Two years later, the Transformers are still the most awesome special effect you'll see this summer, but it's just not enough. All of the first movie's faults are still there and now magnified because, the second time around, I'm naturally going to have far less patience. It's also plain worse in every respect--running time even longer, annoying humans more plentiful, comic relief more incessant and less funny, plot holes more numerous. And while Bay seems reluctant to draw upon the much superior classic Transformer designs, the ludicrous and convoluted plot feels very much like a vintage cartoon. In fact, in its senselessness and audiovisual loudness, it's almost like a live-action version of the 1986 animated movie, except that it's been made twice as long by padding the runtime with inane plots and repulsive characters. And this is another one of those frustrating cases where the fanservice doesn't seem to realize that it's fanservice, as in the case of the prominently featured yet unrecognizably limp Devastator.

None of this is to say that I hated the movie. There were still cool moments, such as the opening action sequence and the fight in the forest. For the home video release, I think it would be great to offer an abbreviated cut.
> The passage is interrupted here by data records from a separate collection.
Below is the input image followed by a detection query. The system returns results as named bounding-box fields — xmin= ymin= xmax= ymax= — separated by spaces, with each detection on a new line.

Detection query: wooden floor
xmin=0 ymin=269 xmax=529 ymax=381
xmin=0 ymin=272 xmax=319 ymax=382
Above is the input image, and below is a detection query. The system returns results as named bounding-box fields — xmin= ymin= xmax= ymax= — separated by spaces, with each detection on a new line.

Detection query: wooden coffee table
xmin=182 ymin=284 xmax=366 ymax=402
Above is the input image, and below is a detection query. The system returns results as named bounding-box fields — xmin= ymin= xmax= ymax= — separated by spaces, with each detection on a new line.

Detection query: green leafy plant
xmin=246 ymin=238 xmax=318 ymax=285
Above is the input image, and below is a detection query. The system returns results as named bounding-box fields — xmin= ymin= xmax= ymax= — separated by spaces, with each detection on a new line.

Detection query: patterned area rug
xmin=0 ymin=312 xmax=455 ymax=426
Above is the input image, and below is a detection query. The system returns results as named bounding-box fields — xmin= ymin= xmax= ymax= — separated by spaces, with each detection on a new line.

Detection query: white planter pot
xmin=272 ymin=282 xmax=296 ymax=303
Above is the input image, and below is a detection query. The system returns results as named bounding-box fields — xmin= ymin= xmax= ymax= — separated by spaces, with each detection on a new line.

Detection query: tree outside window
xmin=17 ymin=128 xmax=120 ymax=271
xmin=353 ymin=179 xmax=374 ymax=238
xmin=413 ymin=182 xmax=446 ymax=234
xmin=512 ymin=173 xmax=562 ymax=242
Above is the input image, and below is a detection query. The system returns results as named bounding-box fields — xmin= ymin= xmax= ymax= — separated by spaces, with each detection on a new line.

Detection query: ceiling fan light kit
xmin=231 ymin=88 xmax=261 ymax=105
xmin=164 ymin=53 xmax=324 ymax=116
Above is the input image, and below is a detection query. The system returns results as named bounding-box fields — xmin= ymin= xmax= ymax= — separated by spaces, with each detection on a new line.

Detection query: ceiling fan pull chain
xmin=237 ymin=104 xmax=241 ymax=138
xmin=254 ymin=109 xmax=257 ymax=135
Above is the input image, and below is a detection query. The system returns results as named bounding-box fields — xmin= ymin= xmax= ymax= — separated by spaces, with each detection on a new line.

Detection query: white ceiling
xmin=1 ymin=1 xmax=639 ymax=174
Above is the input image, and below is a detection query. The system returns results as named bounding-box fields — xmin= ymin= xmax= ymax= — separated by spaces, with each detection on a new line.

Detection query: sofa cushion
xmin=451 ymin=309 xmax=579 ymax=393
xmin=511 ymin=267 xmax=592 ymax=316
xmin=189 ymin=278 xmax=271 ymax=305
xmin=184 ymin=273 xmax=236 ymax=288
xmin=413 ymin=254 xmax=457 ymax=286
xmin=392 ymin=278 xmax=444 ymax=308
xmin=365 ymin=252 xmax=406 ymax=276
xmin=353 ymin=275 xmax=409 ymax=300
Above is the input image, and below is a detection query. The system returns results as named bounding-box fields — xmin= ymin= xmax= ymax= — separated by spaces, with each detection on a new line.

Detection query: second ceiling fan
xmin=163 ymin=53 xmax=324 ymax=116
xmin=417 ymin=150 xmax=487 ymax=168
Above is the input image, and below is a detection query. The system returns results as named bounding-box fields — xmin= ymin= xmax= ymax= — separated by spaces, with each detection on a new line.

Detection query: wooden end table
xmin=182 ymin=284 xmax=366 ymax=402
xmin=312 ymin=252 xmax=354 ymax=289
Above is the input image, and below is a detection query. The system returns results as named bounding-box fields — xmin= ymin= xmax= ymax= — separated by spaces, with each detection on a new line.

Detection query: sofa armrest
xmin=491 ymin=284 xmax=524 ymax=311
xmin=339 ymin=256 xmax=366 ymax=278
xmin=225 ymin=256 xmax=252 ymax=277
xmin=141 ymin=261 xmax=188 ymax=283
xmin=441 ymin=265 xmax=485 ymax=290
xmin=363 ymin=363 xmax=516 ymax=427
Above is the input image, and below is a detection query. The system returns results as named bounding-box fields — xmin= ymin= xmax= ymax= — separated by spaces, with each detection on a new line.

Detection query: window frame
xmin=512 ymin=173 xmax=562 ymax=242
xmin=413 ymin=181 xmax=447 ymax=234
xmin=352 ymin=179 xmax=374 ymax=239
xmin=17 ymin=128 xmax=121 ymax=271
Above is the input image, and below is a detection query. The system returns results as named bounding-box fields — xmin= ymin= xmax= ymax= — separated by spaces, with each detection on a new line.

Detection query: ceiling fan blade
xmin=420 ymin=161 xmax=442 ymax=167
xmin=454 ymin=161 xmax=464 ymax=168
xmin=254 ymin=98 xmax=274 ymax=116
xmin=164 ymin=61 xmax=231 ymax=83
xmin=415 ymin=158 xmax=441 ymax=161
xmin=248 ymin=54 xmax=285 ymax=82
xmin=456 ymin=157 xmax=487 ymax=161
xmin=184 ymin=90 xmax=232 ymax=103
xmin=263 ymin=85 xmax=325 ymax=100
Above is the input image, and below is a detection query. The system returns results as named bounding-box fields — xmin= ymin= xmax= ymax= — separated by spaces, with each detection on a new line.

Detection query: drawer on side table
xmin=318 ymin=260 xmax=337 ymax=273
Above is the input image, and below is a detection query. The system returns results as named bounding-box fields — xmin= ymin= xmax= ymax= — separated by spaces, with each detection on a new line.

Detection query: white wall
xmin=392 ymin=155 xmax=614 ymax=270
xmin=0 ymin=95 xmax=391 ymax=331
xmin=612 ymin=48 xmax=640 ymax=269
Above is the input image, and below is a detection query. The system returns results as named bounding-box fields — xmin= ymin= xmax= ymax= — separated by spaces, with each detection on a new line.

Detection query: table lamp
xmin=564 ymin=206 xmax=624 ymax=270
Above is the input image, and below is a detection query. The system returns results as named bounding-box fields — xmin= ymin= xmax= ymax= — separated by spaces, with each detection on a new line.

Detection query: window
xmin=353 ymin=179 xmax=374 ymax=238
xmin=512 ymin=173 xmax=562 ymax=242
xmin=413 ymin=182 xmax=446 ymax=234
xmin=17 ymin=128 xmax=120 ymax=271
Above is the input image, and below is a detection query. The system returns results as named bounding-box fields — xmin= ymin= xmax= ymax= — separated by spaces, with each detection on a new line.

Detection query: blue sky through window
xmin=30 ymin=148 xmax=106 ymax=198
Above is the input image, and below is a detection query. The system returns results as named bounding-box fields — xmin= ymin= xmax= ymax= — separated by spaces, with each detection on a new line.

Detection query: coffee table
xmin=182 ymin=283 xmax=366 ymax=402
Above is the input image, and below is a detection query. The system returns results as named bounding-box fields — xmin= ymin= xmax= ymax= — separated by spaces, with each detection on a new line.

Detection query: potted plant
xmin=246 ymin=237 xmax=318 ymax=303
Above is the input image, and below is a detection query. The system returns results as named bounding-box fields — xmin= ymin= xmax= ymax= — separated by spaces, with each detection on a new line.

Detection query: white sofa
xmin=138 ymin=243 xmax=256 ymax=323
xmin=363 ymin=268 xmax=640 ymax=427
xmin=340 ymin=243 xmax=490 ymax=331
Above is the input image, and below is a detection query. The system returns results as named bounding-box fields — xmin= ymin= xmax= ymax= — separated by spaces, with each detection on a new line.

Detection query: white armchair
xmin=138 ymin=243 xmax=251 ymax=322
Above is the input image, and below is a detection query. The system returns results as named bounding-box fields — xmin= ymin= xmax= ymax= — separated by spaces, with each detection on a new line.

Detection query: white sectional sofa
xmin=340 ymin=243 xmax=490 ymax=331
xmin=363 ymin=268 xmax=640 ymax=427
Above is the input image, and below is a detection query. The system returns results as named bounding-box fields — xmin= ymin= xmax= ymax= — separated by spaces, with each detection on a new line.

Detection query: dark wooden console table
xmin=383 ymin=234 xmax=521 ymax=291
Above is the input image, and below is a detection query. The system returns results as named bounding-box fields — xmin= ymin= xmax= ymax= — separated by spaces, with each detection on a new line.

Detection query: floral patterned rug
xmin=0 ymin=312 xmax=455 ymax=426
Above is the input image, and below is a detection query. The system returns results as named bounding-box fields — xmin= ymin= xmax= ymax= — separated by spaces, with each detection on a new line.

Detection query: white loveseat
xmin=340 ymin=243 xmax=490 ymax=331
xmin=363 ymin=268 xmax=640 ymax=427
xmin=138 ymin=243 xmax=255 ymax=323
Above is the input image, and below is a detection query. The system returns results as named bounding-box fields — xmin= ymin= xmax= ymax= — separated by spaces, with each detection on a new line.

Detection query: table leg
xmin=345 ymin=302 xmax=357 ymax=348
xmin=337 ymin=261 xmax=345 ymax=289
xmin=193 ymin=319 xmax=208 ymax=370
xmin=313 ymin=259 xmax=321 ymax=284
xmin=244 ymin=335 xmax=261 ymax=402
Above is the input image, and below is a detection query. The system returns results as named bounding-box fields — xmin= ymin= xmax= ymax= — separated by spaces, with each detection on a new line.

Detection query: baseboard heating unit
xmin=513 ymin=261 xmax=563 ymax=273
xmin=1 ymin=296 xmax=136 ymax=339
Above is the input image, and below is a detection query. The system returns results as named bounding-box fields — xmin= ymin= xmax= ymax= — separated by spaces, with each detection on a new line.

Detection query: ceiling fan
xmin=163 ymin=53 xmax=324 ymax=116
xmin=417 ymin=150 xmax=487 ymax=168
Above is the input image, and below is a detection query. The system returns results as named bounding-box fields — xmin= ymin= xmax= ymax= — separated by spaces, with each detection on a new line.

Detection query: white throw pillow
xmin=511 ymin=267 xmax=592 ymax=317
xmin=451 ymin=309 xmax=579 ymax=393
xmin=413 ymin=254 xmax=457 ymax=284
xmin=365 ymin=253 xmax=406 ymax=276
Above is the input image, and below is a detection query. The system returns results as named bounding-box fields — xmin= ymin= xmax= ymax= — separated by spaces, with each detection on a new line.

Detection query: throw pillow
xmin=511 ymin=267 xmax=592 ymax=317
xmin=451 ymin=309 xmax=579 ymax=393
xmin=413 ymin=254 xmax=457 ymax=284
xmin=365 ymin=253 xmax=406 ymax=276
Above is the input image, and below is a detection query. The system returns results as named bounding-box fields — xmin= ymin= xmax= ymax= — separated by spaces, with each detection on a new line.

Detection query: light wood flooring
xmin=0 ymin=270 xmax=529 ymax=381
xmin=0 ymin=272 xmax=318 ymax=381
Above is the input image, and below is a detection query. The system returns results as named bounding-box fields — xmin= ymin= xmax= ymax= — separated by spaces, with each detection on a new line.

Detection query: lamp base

Heck, just take the action sequences from both Bay flicks and compress them into one feature, because, even though I enjoyed them to an extent, I would never want to watch the entirety of either movie ever again.

4 comments:

Sam Kahn said...

The plot of the movie was completely incidental, and only really exists to tie the action setpieces together. It would have been far better if all the exposition or dialogue would have been cut. All that matters is "heroes need to get from A to B, while villains attempt to stop them," which simply gets repeated over the course of the film.

That being said, I paid the price of admission to see giant robots punching other giant robots, and I got what I paid for in spades. The movie may have been terrible, but I enjoyed the hell out of it.

Henry said...

I actually did try to watch the first Transformers again recently. It was on TV, and I remembered liking it in theaters, so I thought it would be a good way to spend an afternoon. After about fifteen minutes of Shia LeBeouf and his family, I realized I was watching some god-awful crap, and there was no way I was going to last until that fight at the end. The sequel probably had twice as many good fights, but I felt the same restlessness as if I were rewatching the first movie. I knew exactly why I was there, but it seemed like Michael Bay either didn't understand or didn't want to admit it, and I was left just dying throughout the very long stretches of truly incessant chatter. The high points are spectacular, but, without a fast-forward button at the ready, these movies are nigh unwatchable.

Czardoz said...

It's like you said, the second movie is just the first movie in reverse, and with more of the crap. I would say that the fights and John Turturro were slightly better than in the last movie. Everything else was worse, from Hugo Weaving's hammy Megatron to the MacGuffin of the Energon source.

If everyone just wants to see a giant robot beatdown, I wonder - if they made that movie, would it be as huge at the box office as this LeBeoufian human dramedy?

Oh, and can you imagine a director's cut that trims a movie down? I guess in this case, it wouldn't be a director's cut; it would be a sensible fan's cut.

Henry said...

Also, scrub Transformers fighting in the desert does not excite me.

The best moments in these movies are great because they make you believe in the unbelievable.

Perhaps it's because I'm not that well-traveled, but I barely believe in Egypt to begin with, so there's no way I'm going to believe giant robots fighting there.